Sharded Data Parallelism - Amazon SageMaker

Sharded Data Parallelism

Sharded data parallelism is a memory-saving distributed training technique that splits the training state of a model (model parameters, gradients, and optimizer states) across GPUs in a data parallel group.

Note

This feature is available in the SageMaker model parallel library v1.11.0 and later.

When scaling up your training job to a large GPU cluster, you can reduce the per-GPU memory footprint of the model by sharding the training state over multiple GPUs. This returns two benefits: you can fit larger models, which would otherwise run out of memory with standard data parallelism, or you can increase the batch size using the freed-up GPU memory.

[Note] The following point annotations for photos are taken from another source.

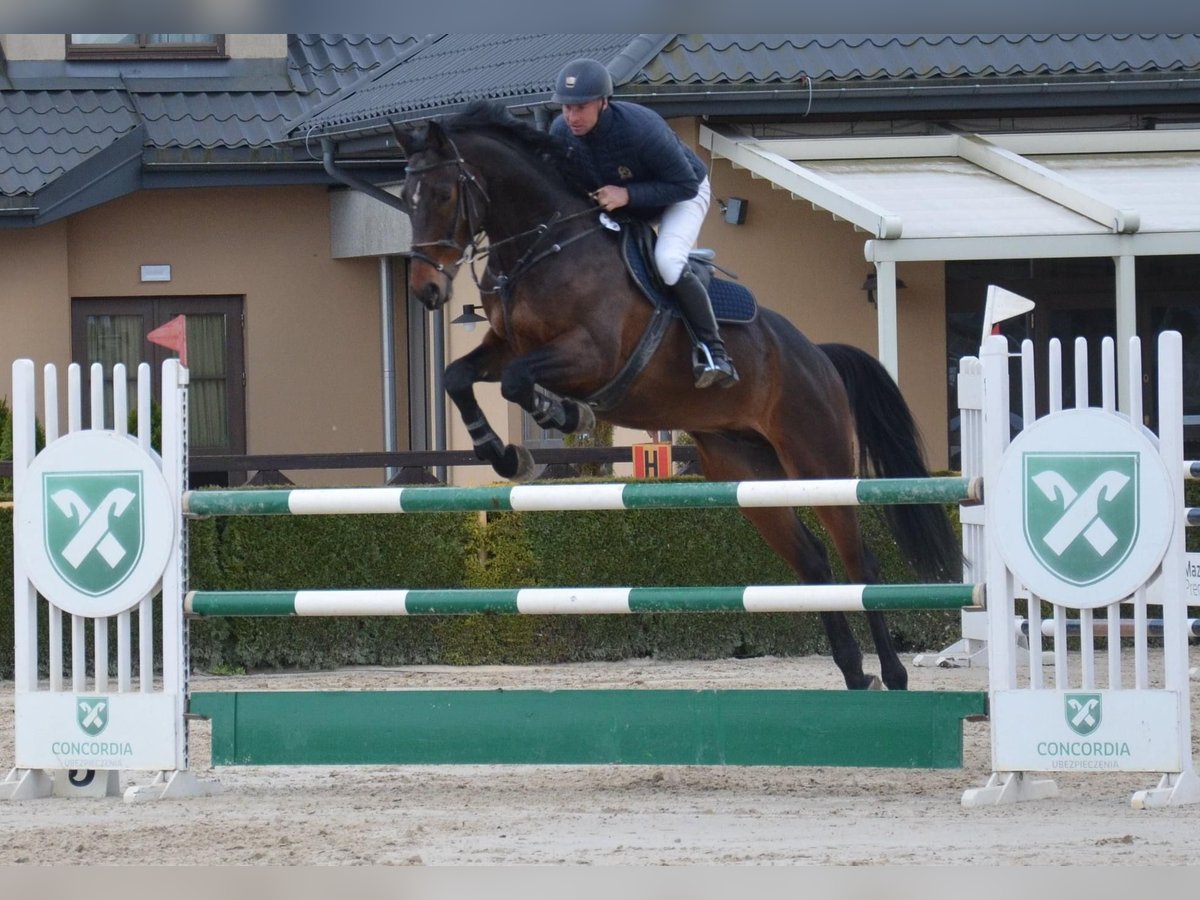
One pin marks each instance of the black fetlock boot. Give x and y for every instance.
(711, 363)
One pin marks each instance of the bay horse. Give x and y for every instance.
(565, 317)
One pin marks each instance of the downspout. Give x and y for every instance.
(438, 363)
(387, 304)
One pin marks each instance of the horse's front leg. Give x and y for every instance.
(484, 364)
(520, 383)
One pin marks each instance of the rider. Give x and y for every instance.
(648, 172)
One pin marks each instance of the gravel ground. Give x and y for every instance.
(480, 815)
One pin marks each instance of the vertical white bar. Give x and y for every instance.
(1175, 605)
(1114, 646)
(1108, 376)
(99, 625)
(1127, 323)
(174, 580)
(54, 619)
(75, 399)
(1054, 376)
(24, 415)
(75, 423)
(120, 400)
(1140, 641)
(1087, 649)
(1080, 373)
(970, 397)
(1140, 631)
(51, 403)
(96, 383)
(886, 316)
(145, 609)
(120, 425)
(78, 654)
(1033, 606)
(100, 660)
(1061, 666)
(1029, 384)
(1086, 634)
(1109, 403)
(1001, 612)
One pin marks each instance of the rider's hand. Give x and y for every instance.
(611, 197)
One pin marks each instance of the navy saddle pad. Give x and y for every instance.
(732, 303)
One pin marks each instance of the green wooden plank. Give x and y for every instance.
(457, 499)
(912, 490)
(660, 727)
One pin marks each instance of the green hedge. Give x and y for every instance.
(651, 547)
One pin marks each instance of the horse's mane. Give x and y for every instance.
(495, 118)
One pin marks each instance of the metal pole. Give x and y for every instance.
(388, 349)
(439, 396)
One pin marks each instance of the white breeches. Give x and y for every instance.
(678, 232)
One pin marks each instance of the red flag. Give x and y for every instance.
(173, 335)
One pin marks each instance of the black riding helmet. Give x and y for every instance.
(580, 81)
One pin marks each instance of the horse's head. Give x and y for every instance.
(445, 203)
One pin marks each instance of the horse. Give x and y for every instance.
(564, 319)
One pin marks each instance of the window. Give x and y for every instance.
(114, 330)
(145, 46)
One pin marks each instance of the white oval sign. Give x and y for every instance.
(95, 523)
(1083, 509)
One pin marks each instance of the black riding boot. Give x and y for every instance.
(711, 363)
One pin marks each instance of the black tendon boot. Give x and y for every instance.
(711, 364)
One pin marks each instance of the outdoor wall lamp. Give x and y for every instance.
(870, 287)
(735, 209)
(469, 318)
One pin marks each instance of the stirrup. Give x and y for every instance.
(709, 370)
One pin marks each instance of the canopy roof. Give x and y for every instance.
(993, 196)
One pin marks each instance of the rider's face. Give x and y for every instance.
(582, 118)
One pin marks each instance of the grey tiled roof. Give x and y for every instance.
(520, 69)
(45, 133)
(757, 59)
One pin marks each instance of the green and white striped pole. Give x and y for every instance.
(351, 501)
(592, 601)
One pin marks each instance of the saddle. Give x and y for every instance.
(732, 303)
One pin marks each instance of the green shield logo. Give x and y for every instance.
(94, 527)
(1084, 712)
(1081, 515)
(91, 714)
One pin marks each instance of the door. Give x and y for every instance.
(111, 330)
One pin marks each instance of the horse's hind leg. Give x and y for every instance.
(737, 460)
(520, 384)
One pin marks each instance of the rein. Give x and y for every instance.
(474, 251)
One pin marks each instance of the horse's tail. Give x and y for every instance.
(889, 447)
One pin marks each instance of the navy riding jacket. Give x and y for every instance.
(633, 147)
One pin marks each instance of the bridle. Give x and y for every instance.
(474, 250)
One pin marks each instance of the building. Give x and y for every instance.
(885, 180)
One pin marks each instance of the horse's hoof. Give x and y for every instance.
(526, 468)
(586, 420)
(509, 463)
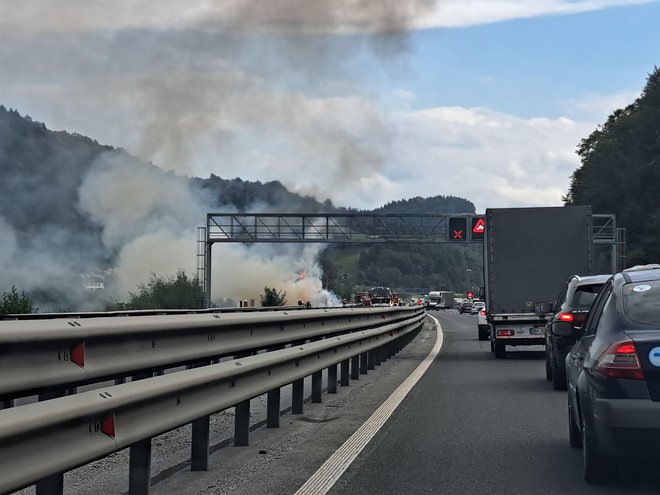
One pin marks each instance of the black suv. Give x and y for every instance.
(466, 307)
(561, 332)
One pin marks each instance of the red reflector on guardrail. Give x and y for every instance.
(78, 354)
(108, 425)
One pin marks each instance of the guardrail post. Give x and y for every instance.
(355, 367)
(297, 396)
(317, 387)
(273, 408)
(332, 379)
(363, 363)
(242, 424)
(139, 471)
(199, 446)
(273, 401)
(53, 485)
(343, 380)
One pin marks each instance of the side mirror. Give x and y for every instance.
(546, 308)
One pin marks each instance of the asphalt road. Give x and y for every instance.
(477, 425)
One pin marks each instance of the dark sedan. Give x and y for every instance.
(570, 312)
(613, 374)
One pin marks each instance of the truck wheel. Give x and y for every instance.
(548, 366)
(558, 377)
(574, 433)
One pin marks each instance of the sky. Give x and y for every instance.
(358, 101)
(361, 102)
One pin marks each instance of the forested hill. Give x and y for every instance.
(435, 204)
(620, 172)
(71, 209)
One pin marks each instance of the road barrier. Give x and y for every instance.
(41, 441)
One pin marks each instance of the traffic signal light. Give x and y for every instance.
(457, 229)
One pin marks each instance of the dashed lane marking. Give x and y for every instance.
(327, 475)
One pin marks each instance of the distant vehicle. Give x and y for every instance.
(440, 299)
(466, 307)
(483, 327)
(476, 307)
(613, 375)
(528, 253)
(362, 298)
(381, 296)
(570, 312)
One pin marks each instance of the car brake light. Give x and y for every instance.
(620, 360)
(566, 316)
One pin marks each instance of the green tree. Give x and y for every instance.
(620, 172)
(272, 297)
(14, 302)
(178, 292)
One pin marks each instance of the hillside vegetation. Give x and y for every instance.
(620, 172)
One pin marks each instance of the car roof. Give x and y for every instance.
(641, 273)
(591, 279)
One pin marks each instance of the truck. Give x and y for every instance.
(381, 296)
(528, 254)
(440, 299)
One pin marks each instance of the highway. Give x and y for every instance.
(477, 425)
(471, 425)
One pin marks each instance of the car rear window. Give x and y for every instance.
(641, 302)
(584, 295)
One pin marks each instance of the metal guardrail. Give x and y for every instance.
(40, 441)
(39, 356)
(152, 312)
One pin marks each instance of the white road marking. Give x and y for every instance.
(327, 475)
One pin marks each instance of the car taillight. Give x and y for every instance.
(620, 360)
(565, 316)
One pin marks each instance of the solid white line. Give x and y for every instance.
(327, 475)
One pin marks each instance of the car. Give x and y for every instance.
(570, 311)
(476, 307)
(613, 375)
(466, 306)
(483, 327)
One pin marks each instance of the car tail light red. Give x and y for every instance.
(565, 316)
(620, 360)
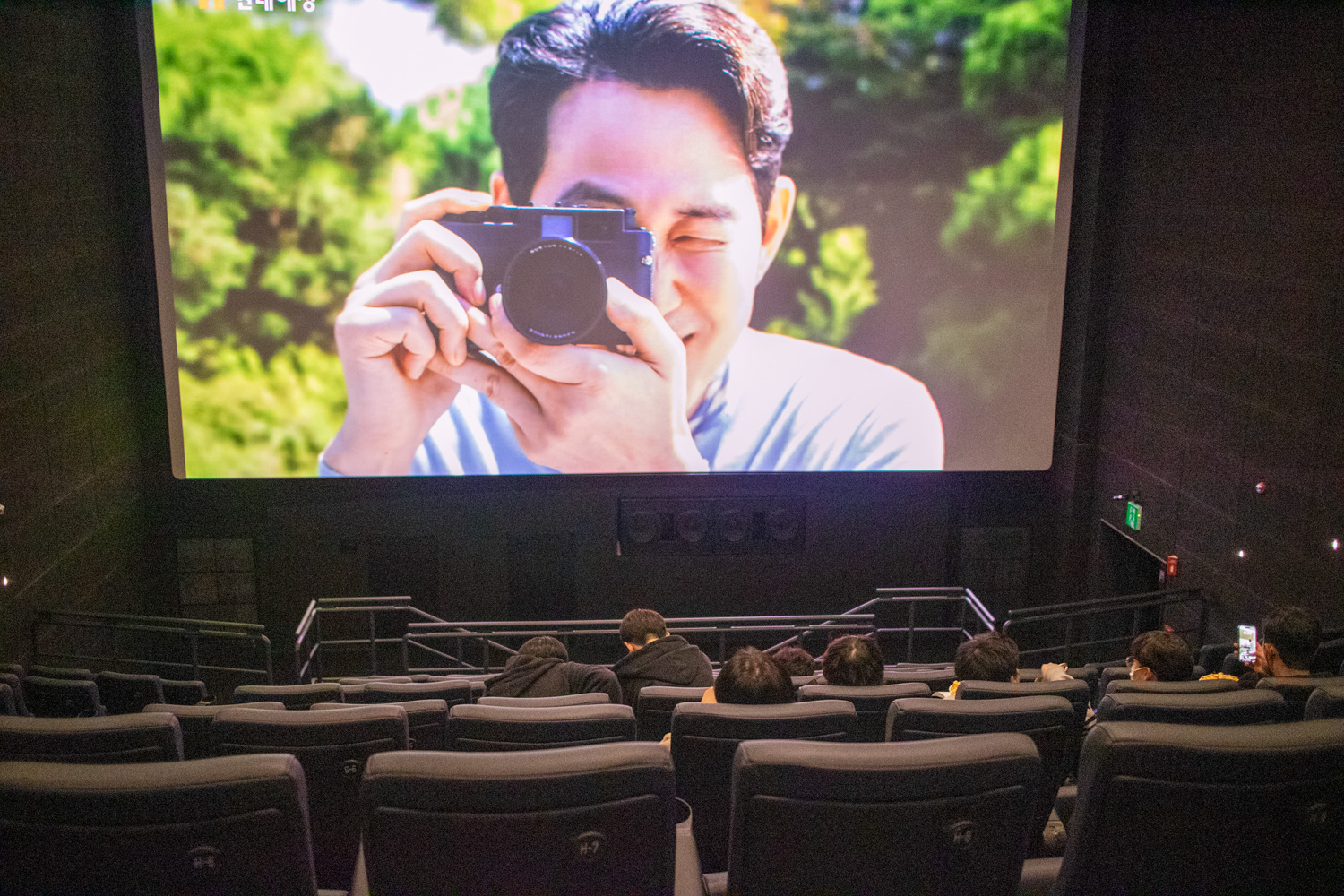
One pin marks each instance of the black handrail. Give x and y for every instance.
(191, 630)
(1098, 606)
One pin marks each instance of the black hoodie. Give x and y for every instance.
(668, 661)
(526, 676)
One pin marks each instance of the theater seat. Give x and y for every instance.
(332, 745)
(1228, 809)
(120, 692)
(946, 817)
(653, 708)
(1212, 685)
(475, 728)
(62, 697)
(1325, 702)
(293, 696)
(704, 737)
(870, 704)
(564, 700)
(1048, 720)
(451, 692)
(231, 825)
(583, 820)
(185, 694)
(140, 737)
(426, 721)
(1220, 708)
(1297, 691)
(195, 723)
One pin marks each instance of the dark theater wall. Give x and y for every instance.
(1220, 255)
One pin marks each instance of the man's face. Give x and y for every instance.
(672, 158)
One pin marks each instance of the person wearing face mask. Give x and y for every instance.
(679, 112)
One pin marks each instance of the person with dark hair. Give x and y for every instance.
(852, 661)
(542, 668)
(679, 112)
(1160, 656)
(752, 677)
(796, 661)
(655, 657)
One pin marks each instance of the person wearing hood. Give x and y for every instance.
(655, 657)
(542, 669)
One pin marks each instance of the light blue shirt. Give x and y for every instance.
(776, 405)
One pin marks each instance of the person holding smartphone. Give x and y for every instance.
(679, 112)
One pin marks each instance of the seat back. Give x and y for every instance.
(935, 678)
(120, 692)
(1212, 685)
(15, 685)
(870, 704)
(332, 745)
(293, 696)
(183, 694)
(475, 728)
(140, 737)
(1296, 691)
(231, 825)
(946, 817)
(426, 721)
(61, 672)
(451, 692)
(61, 697)
(653, 708)
(1048, 720)
(195, 723)
(704, 737)
(585, 820)
(1219, 708)
(564, 700)
(1281, 788)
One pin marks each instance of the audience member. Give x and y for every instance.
(753, 677)
(852, 661)
(796, 661)
(542, 669)
(655, 657)
(1160, 656)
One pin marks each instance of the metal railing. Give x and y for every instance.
(980, 618)
(1072, 614)
(723, 627)
(193, 633)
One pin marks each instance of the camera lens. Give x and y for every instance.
(554, 292)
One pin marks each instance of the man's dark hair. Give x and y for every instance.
(750, 676)
(543, 645)
(637, 625)
(658, 45)
(1166, 654)
(795, 661)
(1295, 633)
(852, 661)
(986, 657)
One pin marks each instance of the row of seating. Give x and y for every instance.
(954, 817)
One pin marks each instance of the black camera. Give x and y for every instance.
(550, 266)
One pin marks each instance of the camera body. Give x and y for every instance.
(550, 265)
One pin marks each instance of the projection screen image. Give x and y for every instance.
(461, 237)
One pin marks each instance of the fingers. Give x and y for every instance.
(424, 246)
(653, 340)
(556, 363)
(503, 389)
(438, 203)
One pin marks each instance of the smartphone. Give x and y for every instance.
(1246, 643)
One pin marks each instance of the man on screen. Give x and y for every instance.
(680, 112)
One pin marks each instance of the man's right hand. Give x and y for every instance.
(395, 367)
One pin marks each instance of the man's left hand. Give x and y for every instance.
(582, 409)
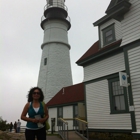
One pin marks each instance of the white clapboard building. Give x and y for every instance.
(111, 107)
(68, 103)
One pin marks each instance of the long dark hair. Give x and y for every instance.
(29, 96)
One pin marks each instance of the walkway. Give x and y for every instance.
(72, 136)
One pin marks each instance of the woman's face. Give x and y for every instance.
(36, 94)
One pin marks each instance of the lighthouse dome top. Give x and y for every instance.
(56, 3)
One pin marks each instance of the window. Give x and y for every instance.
(59, 114)
(45, 61)
(75, 114)
(118, 97)
(108, 35)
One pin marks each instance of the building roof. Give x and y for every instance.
(95, 50)
(68, 95)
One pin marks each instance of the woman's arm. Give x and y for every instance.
(24, 113)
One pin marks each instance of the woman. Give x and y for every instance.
(11, 126)
(15, 127)
(37, 115)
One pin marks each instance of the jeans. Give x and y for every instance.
(18, 129)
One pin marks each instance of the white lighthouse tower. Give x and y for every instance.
(55, 67)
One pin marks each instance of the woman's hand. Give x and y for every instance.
(35, 121)
(42, 120)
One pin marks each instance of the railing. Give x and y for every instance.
(59, 4)
(81, 128)
(63, 128)
(67, 18)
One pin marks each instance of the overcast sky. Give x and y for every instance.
(21, 37)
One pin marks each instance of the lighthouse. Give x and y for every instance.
(55, 68)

The standard data parallelism technique replicates the training states across the GPUs in the data parallel group, and performs gradient aggregation based on the AllReduce operation. Sharded data parallelism modifies the standard data-parallel distributed training procedure to account for the sharded nature of the optimizer states. A group of ranks over which the model and optimizer states are sharded is called a sharding group. The sharded data parallelism technique shards the trainable parameters of a model and corresponding gradients and optimizer states across the GPUs in the sharding group.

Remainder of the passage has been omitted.